Authorities counted 810 wild horses Thursday at the sanctuary near Lantry, about 110 miles northeast of Rapid City. They had previously been led to believe by the sanctuary’s top official that the number of horses was 650.

The Dewey County Sheriff's Office and representatives from the state veterinarian’s office spent the day at the sanctuary Thursday. They found the horses to be in better condition than during a previous inspection a month ago; as a result, only one horse will be euthanized and 25 will be separated for special care.

Earlier this week, a judge ordered Dewey and Ziebach counties to take control of the horses, following recent allegations from a former sanctuary employee that some of the horses had starved to death, and that the sanctuary was broke and there was no hay stored for the winter. The sanctuary is located on a small ranch that straddles the county line and is operated by the International Society for the Protection of Mustangs and Burros (ISPMB).

Tuesday's order by the judge, called an impoundment, gave the society until Oct. 21 to draft a comprehensive management plan and another deadline of Nov. 11 to provide evidence of sufficient funding and feed for the horses.

To the extent that the society meets those conditions and deadlines, it could regain some or all of its horses. To the extent that the society fails, some or all of its horses will be offered for adoption until Dec. 1. After that, according to the impounding order, the counties would sell any remaining horses at a public auction, probably to buyers for foreign slaughter plants.

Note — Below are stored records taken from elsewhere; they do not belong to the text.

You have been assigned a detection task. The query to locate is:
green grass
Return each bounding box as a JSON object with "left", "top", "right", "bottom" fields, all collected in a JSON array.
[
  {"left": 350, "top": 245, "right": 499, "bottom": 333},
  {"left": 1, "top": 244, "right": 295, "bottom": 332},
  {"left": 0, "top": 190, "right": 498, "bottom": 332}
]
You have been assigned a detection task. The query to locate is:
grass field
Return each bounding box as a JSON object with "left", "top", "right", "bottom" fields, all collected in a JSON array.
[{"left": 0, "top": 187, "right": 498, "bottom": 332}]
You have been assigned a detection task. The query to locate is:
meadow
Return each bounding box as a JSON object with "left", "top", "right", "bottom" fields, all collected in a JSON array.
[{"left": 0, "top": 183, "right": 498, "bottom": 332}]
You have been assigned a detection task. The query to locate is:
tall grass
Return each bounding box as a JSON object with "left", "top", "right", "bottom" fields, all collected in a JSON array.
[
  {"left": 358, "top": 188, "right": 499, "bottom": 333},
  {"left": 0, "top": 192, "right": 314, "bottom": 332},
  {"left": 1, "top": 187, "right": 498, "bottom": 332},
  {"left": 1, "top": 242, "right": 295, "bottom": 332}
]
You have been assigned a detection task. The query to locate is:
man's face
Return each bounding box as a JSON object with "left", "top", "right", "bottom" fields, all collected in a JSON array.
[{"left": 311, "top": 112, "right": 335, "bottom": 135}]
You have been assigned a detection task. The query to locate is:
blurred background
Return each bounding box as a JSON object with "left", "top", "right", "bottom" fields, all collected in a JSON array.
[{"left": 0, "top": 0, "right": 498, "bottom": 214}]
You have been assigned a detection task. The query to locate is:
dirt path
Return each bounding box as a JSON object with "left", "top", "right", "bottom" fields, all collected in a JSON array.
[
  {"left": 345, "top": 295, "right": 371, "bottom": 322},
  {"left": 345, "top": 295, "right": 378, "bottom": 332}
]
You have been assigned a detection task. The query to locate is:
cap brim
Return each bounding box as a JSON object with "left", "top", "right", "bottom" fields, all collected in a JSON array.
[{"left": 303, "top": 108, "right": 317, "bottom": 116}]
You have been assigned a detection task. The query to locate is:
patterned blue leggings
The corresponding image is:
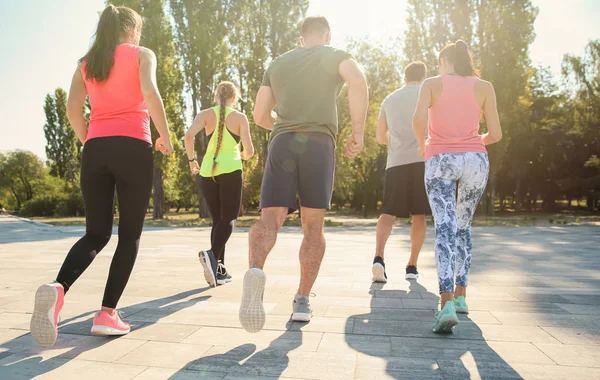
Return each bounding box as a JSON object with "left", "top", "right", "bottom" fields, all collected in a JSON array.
[{"left": 425, "top": 153, "right": 489, "bottom": 293}]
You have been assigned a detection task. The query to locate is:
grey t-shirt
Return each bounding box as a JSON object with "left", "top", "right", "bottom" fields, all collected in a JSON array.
[{"left": 379, "top": 83, "right": 424, "bottom": 169}]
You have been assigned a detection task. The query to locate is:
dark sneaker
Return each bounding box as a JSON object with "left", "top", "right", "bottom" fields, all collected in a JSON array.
[
  {"left": 291, "top": 294, "right": 313, "bottom": 322},
  {"left": 372, "top": 256, "right": 387, "bottom": 283},
  {"left": 217, "top": 262, "right": 233, "bottom": 285},
  {"left": 405, "top": 265, "right": 419, "bottom": 280},
  {"left": 199, "top": 250, "right": 218, "bottom": 287}
]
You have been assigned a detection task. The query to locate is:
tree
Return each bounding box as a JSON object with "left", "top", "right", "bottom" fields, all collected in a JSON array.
[
  {"left": 404, "top": 0, "right": 474, "bottom": 72},
  {"left": 403, "top": 0, "right": 538, "bottom": 215},
  {"left": 226, "top": 0, "right": 308, "bottom": 207},
  {"left": 562, "top": 40, "right": 600, "bottom": 210},
  {"left": 170, "top": 0, "right": 232, "bottom": 217},
  {"left": 0, "top": 151, "right": 45, "bottom": 210},
  {"left": 43, "top": 88, "right": 79, "bottom": 182},
  {"left": 110, "top": 0, "right": 187, "bottom": 219},
  {"left": 333, "top": 39, "right": 403, "bottom": 215}
]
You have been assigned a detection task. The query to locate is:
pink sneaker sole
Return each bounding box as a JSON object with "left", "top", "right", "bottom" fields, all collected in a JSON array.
[
  {"left": 91, "top": 324, "right": 130, "bottom": 336},
  {"left": 30, "top": 284, "right": 59, "bottom": 347}
]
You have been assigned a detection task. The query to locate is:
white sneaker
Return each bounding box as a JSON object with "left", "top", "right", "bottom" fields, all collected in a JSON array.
[
  {"left": 239, "top": 268, "right": 266, "bottom": 333},
  {"left": 291, "top": 294, "right": 313, "bottom": 322},
  {"left": 372, "top": 257, "right": 387, "bottom": 283}
]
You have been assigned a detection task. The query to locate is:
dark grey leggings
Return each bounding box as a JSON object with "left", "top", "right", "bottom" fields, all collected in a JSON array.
[{"left": 56, "top": 136, "right": 153, "bottom": 308}]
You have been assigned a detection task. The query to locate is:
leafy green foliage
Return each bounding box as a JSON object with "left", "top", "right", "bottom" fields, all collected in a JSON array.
[
  {"left": 43, "top": 88, "right": 79, "bottom": 182},
  {"left": 0, "top": 151, "right": 45, "bottom": 209},
  {"left": 110, "top": 0, "right": 187, "bottom": 219}
]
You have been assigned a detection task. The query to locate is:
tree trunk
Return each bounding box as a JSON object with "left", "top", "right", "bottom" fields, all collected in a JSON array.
[
  {"left": 195, "top": 175, "right": 210, "bottom": 218},
  {"left": 515, "top": 169, "right": 522, "bottom": 213},
  {"left": 487, "top": 173, "right": 496, "bottom": 216},
  {"left": 10, "top": 187, "right": 21, "bottom": 210},
  {"left": 153, "top": 167, "right": 165, "bottom": 220},
  {"left": 362, "top": 190, "right": 368, "bottom": 218},
  {"left": 190, "top": 87, "right": 210, "bottom": 219}
]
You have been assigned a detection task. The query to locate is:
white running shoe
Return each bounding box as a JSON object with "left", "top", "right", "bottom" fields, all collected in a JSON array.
[{"left": 239, "top": 267, "right": 266, "bottom": 333}]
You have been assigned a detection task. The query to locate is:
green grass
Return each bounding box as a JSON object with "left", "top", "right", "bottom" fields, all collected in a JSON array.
[
  {"left": 31, "top": 209, "right": 600, "bottom": 228},
  {"left": 33, "top": 212, "right": 343, "bottom": 228}
]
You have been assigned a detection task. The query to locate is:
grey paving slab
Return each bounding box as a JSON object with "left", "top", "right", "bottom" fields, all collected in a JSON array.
[
  {"left": 562, "top": 294, "right": 600, "bottom": 305},
  {"left": 555, "top": 302, "right": 600, "bottom": 315},
  {"left": 534, "top": 343, "right": 600, "bottom": 367},
  {"left": 134, "top": 367, "right": 226, "bottom": 380},
  {"left": 355, "top": 354, "right": 442, "bottom": 379},
  {"left": 1, "top": 215, "right": 600, "bottom": 379},
  {"left": 319, "top": 332, "right": 392, "bottom": 356},
  {"left": 540, "top": 326, "right": 600, "bottom": 345}
]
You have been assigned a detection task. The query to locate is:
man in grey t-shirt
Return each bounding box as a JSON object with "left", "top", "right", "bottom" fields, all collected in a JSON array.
[{"left": 372, "top": 61, "right": 431, "bottom": 283}]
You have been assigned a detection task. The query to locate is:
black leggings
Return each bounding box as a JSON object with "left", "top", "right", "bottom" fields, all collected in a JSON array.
[
  {"left": 56, "top": 137, "right": 153, "bottom": 309},
  {"left": 198, "top": 170, "right": 243, "bottom": 265}
]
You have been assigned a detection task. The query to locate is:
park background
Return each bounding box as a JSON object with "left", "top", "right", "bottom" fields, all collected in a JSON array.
[{"left": 1, "top": 0, "right": 599, "bottom": 226}]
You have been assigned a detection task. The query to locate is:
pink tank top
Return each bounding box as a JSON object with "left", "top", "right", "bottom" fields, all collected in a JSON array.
[
  {"left": 425, "top": 75, "right": 486, "bottom": 160},
  {"left": 82, "top": 44, "right": 151, "bottom": 144}
]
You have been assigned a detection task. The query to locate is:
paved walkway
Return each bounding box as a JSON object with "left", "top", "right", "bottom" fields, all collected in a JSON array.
[{"left": 0, "top": 215, "right": 599, "bottom": 379}]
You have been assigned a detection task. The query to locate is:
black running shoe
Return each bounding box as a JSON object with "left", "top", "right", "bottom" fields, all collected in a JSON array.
[
  {"left": 199, "top": 250, "right": 218, "bottom": 287},
  {"left": 216, "top": 262, "right": 233, "bottom": 285},
  {"left": 405, "top": 265, "right": 419, "bottom": 280},
  {"left": 372, "top": 256, "right": 387, "bottom": 283}
]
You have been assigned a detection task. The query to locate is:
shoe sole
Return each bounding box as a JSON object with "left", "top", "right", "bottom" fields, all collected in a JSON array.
[
  {"left": 91, "top": 325, "right": 131, "bottom": 336},
  {"left": 217, "top": 278, "right": 233, "bottom": 285},
  {"left": 291, "top": 312, "right": 312, "bottom": 322},
  {"left": 199, "top": 251, "right": 217, "bottom": 287},
  {"left": 239, "top": 268, "right": 266, "bottom": 333},
  {"left": 456, "top": 308, "right": 469, "bottom": 314},
  {"left": 433, "top": 314, "right": 459, "bottom": 334},
  {"left": 405, "top": 273, "right": 419, "bottom": 280},
  {"left": 372, "top": 263, "right": 387, "bottom": 283},
  {"left": 30, "top": 284, "right": 59, "bottom": 347}
]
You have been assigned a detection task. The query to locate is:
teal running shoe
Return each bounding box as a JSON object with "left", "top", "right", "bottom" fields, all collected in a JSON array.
[
  {"left": 454, "top": 296, "right": 469, "bottom": 314},
  {"left": 432, "top": 301, "right": 459, "bottom": 334}
]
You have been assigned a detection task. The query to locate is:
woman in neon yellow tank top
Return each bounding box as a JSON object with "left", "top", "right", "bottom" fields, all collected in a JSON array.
[{"left": 184, "top": 82, "right": 254, "bottom": 286}]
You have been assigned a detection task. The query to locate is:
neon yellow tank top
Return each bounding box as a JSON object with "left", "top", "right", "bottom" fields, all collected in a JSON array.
[{"left": 199, "top": 106, "right": 243, "bottom": 177}]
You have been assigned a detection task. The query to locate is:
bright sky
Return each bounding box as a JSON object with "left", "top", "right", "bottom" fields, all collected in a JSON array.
[{"left": 1, "top": 0, "right": 599, "bottom": 159}]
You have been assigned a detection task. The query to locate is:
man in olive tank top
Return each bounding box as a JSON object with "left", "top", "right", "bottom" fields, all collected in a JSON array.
[{"left": 239, "top": 16, "right": 369, "bottom": 333}]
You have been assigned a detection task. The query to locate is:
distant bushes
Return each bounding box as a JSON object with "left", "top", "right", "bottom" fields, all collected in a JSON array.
[
  {"left": 18, "top": 177, "right": 84, "bottom": 218},
  {"left": 20, "top": 189, "right": 84, "bottom": 217}
]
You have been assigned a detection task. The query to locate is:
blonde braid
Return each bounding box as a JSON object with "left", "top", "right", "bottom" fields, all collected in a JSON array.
[{"left": 211, "top": 82, "right": 237, "bottom": 181}]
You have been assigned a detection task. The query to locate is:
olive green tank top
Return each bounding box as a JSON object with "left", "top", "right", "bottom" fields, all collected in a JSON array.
[{"left": 199, "top": 106, "right": 243, "bottom": 177}]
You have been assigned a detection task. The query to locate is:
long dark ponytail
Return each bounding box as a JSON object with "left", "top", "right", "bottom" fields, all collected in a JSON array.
[
  {"left": 80, "top": 5, "right": 142, "bottom": 83},
  {"left": 211, "top": 82, "right": 238, "bottom": 181},
  {"left": 439, "top": 39, "right": 479, "bottom": 77}
]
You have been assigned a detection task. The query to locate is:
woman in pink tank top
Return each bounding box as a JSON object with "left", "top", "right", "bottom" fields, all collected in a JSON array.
[
  {"left": 412, "top": 40, "right": 503, "bottom": 334},
  {"left": 31, "top": 5, "right": 174, "bottom": 347}
]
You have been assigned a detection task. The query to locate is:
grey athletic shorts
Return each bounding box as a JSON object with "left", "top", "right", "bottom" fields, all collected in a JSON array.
[{"left": 259, "top": 132, "right": 335, "bottom": 214}]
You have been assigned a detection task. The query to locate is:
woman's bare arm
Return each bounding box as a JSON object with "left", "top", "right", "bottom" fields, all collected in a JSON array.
[
  {"left": 238, "top": 113, "right": 254, "bottom": 160},
  {"left": 66, "top": 67, "right": 88, "bottom": 144},
  {"left": 481, "top": 81, "right": 502, "bottom": 145}
]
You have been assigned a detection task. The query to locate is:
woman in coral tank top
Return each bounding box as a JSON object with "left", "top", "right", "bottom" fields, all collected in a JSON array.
[
  {"left": 413, "top": 40, "right": 503, "bottom": 334},
  {"left": 30, "top": 5, "right": 174, "bottom": 346}
]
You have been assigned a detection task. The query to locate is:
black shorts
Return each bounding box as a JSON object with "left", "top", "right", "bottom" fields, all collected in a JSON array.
[
  {"left": 381, "top": 162, "right": 431, "bottom": 218},
  {"left": 259, "top": 132, "right": 335, "bottom": 214}
]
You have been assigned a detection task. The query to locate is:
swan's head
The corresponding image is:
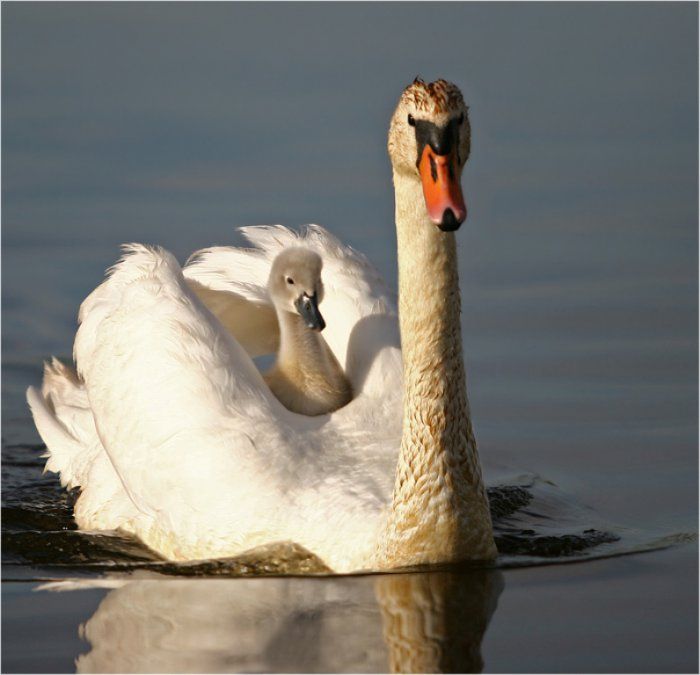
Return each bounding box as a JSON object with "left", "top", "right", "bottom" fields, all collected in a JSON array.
[
  {"left": 388, "top": 78, "right": 470, "bottom": 231},
  {"left": 268, "top": 248, "right": 326, "bottom": 331}
]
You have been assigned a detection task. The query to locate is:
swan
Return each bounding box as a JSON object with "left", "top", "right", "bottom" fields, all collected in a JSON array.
[
  {"left": 189, "top": 245, "right": 352, "bottom": 416},
  {"left": 26, "top": 78, "right": 497, "bottom": 572},
  {"left": 260, "top": 247, "right": 353, "bottom": 415}
]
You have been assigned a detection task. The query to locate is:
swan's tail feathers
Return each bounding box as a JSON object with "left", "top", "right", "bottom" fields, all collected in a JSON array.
[
  {"left": 28, "top": 357, "right": 103, "bottom": 490},
  {"left": 41, "top": 356, "right": 85, "bottom": 408},
  {"left": 27, "top": 383, "right": 84, "bottom": 490}
]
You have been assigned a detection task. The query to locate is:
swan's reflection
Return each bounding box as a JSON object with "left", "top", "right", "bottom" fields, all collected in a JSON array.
[
  {"left": 377, "top": 570, "right": 503, "bottom": 673},
  {"left": 58, "top": 568, "right": 502, "bottom": 673}
]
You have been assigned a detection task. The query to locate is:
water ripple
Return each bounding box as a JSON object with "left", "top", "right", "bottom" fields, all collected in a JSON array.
[{"left": 1, "top": 443, "right": 693, "bottom": 580}]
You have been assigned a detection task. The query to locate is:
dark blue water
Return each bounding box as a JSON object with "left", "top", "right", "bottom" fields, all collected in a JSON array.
[{"left": 2, "top": 3, "right": 697, "bottom": 672}]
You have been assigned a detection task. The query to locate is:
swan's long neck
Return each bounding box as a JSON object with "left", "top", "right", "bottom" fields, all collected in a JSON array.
[{"left": 379, "top": 171, "right": 496, "bottom": 567}]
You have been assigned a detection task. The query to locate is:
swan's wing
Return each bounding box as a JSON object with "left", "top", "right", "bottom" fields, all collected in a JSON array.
[
  {"left": 74, "top": 243, "right": 278, "bottom": 448},
  {"left": 73, "top": 244, "right": 296, "bottom": 555},
  {"left": 183, "top": 233, "right": 280, "bottom": 358},
  {"left": 184, "top": 279, "right": 279, "bottom": 358},
  {"left": 184, "top": 225, "right": 401, "bottom": 395},
  {"left": 50, "top": 242, "right": 405, "bottom": 568}
]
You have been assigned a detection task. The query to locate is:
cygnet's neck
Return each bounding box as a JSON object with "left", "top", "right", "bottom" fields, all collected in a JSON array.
[
  {"left": 276, "top": 310, "right": 329, "bottom": 377},
  {"left": 379, "top": 170, "right": 496, "bottom": 567},
  {"left": 265, "top": 308, "right": 352, "bottom": 416}
]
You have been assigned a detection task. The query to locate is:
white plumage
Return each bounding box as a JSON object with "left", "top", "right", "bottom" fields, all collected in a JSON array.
[
  {"left": 28, "top": 225, "right": 403, "bottom": 572},
  {"left": 27, "top": 78, "right": 498, "bottom": 572}
]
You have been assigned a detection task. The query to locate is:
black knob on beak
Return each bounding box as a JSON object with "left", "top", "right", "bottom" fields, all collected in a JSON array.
[{"left": 295, "top": 293, "right": 325, "bottom": 331}]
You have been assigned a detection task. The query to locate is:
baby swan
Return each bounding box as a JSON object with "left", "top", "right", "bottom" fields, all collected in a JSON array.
[{"left": 264, "top": 248, "right": 353, "bottom": 416}]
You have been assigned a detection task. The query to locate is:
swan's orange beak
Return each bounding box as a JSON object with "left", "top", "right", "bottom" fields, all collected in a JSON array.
[{"left": 418, "top": 145, "right": 467, "bottom": 231}]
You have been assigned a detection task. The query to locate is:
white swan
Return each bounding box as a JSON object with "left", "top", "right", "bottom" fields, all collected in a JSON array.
[{"left": 27, "top": 78, "right": 497, "bottom": 572}]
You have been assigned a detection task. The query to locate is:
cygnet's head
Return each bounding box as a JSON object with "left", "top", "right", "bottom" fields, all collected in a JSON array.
[
  {"left": 387, "top": 78, "right": 470, "bottom": 231},
  {"left": 268, "top": 248, "right": 326, "bottom": 332}
]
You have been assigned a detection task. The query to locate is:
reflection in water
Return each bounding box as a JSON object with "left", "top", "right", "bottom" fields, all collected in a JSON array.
[
  {"left": 377, "top": 571, "right": 503, "bottom": 673},
  {"left": 62, "top": 569, "right": 502, "bottom": 673}
]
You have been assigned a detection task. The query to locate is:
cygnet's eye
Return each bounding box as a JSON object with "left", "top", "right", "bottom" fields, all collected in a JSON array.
[
  {"left": 286, "top": 276, "right": 294, "bottom": 285},
  {"left": 407, "top": 114, "right": 416, "bottom": 127}
]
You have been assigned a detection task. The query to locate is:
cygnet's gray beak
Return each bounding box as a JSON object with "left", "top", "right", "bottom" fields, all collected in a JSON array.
[{"left": 295, "top": 292, "right": 325, "bottom": 332}]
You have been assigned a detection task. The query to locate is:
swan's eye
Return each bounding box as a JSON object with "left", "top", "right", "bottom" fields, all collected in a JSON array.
[
  {"left": 286, "top": 277, "right": 294, "bottom": 285},
  {"left": 407, "top": 114, "right": 416, "bottom": 127}
]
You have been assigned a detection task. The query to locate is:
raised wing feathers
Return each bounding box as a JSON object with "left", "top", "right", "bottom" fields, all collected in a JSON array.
[{"left": 184, "top": 225, "right": 399, "bottom": 392}]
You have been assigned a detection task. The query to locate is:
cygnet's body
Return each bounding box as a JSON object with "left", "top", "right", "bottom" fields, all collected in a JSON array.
[{"left": 264, "top": 248, "right": 353, "bottom": 416}]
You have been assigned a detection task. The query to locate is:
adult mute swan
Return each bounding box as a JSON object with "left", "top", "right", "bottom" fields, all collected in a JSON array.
[{"left": 27, "top": 78, "right": 497, "bottom": 572}]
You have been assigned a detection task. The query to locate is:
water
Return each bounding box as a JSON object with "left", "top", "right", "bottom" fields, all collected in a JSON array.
[
  {"left": 2, "top": 3, "right": 698, "bottom": 672},
  {"left": 2, "top": 548, "right": 696, "bottom": 673}
]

Some of the horses have already been adopted out by the ISPMB, said Dewey County Sheriff Les Mayer, but he did not know how many. People or groups interested in adopting horses may contact the ISPMB for now, he said, or contact the sheriff’s office to be placed on a list. If the ISPMB fails to meet the conditions and deadlines in the impounding agreement, authorities will take control of the adoption process.

Mayer said the two counties recently purchased 500 bales of hay for $23,000 to feed the horses. That was thought to be enough hay for the month, but after Thursday’s count, Mayer said he fears he’ll have to make another large purchase. The Dewey County Auditor’s Office is accepting public donations to offset the counties’ costs, but that fund had accumulated only a few thousand dollars earlier this week.

The impounding order by the judge includes provisions requiring the ISPMB to reimburse the counties for the costs. If the ISPMB cannot pay, Mayer said he’s unsure what other options the counties might have to recoup their costs.

Meanwhile, the ISPMB’s president, Karen Sussman, is facing a separate legal matter in Perkins County where she is charged with grand theft for allegedly writing a bad check for nearly $10,000 to a hay supplier.